Imkeren uit traditie

“Het imkeren heeft bij ons een lange traditie”, vertelt Renate Carré, die regelmatig rondleidingen geeft en mooie verhalen vertelt. “Meer dan honderd jaar geleden in 1905 heeft Pastoor Josef Kolmsperger een van de eerste imkerverenigingen in de omgeving opgericht. “Destijds heette het nog Fruit- en Bijenteeltvereniging. Die twee horen ook bi elkaar”, zegt Carré. En ze vertelt dat het imkeren al in 1811 in de dorpsschool onderdeel van het onderwijs uitmaakte. In en om Seeg werd de kennis van generatie op generatie verder gegeven. Tot aan de dag van vandaag. Er zijn nog steeds ongeveer vijftig actieve hobby-imkers.

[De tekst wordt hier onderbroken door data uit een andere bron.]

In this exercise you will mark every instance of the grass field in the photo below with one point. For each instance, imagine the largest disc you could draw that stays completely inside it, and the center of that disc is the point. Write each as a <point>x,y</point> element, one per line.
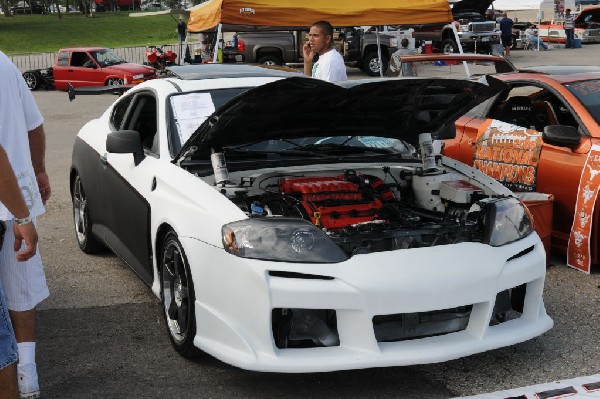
<point>46,33</point>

Zonder beschermende kleding

Simon Nuschele is bijzonder geëngageerd. Hij is vader van miljoenen bijen, bestuurslid en motor van de Seegse imkervereniging. De eindvijftiger met wit haar en een jongensachtige glimlach, staat in het nieuw gebouwde houten bijenhuis. Het ruikt er naar bos. Imkerhoed en –handschoenen hangen aan de haak van de deur.

Foto: Claudia Mach

Foto: Claudia Mach

Op het raamkozijn staat de ‘beroker’, die bij eventuele bijen-aanvallen kan worden ingezet. Bijen houden namelijk niet van rook. Daarom hadden de imkers vroeger altijd een pijp. Simon Nuschele heeft geen beschermende kleding of beroker nodig: “Ze hebben me nog nooit wat gedaan. Als je geen luchtje draagt, rustig en bedachtzaam bent, dan doen de bijen je niets. Wespen steken, maar onze Duitse bijen zijn zachtaardig. En als ze toch steken: Een bijensteek is goed tegen reuma.”

Belevenis-imkerij

Hij loopt het hoofdgebouw in en wij erachteraan: op de bovenverdieping van de belevenis-imkerij vertoont de imker eerst een film en laat daarna foto’s zien. Op één ervan zie je hoe een bij, waar achterop een heleboel pollen kleven, op zijn vinger zit. Voor hem, lijkt het wel, zijn bijen huisdieren. “En waanzinnig intelligent.” Ze produceren honing automatisch zuiver naar soort. Als er bijvoorbeeld veel paardenbloemen of appelbomen in de buurt staan, zullen de bijen niets anders den paardenbloemen of appelbloesem bezoeken. Hun instinct, vlijt en perfectie bij de bouw van een honingraat is fenomenaal.

Foto: Claudia Mach

Foto: Claudia Mach

“Pure techniek! Elke zeshoekige cel is op de millimeter precies even groot. Bijen gebruiken zichzelf als referentiepeil.” Ter verduidelijking haalt Simon Nuschele een uitvergroot model van het buitengewoon sociale diertje tevoorschijn. Er is geen vraag, waarop de kenner geen antwoord weet. Bijvoorbeeld op de vraag hoe bijen koningin, werkster of dar worden: “Dat bepalen ze door de keuze van het voedsel en het formaat van de broedcel.” Als er een koningin moet komen, krijgt de made een grotere broedcel en wordt uitsluitend met Gelée Royale gevoerd.

Familietraditie

Nuscheles vader was naast zijn hoofdberoep al imker. “Zoals dat meestal gaat in het leven, had ik als jongeman helemaal geen belangstelling. Toen hij net gestorven was ben ik ook met imkeren begonnen.” Aanvankelijk met twee volken. Momenteel, 25 jaar later, houdt de 57-jarige 60 tot 90 volken. Een bijenvolk levert tussen vijf en vijftig kilo honing op en bestaat in de zomer uit ongeveer 50.000 bijen. Of er wel eens een dag in het leven van de imker is, waarop hij het woord honing niet in de mond neemt? Nuschele lacht: “Nee, dat geloof ik niet.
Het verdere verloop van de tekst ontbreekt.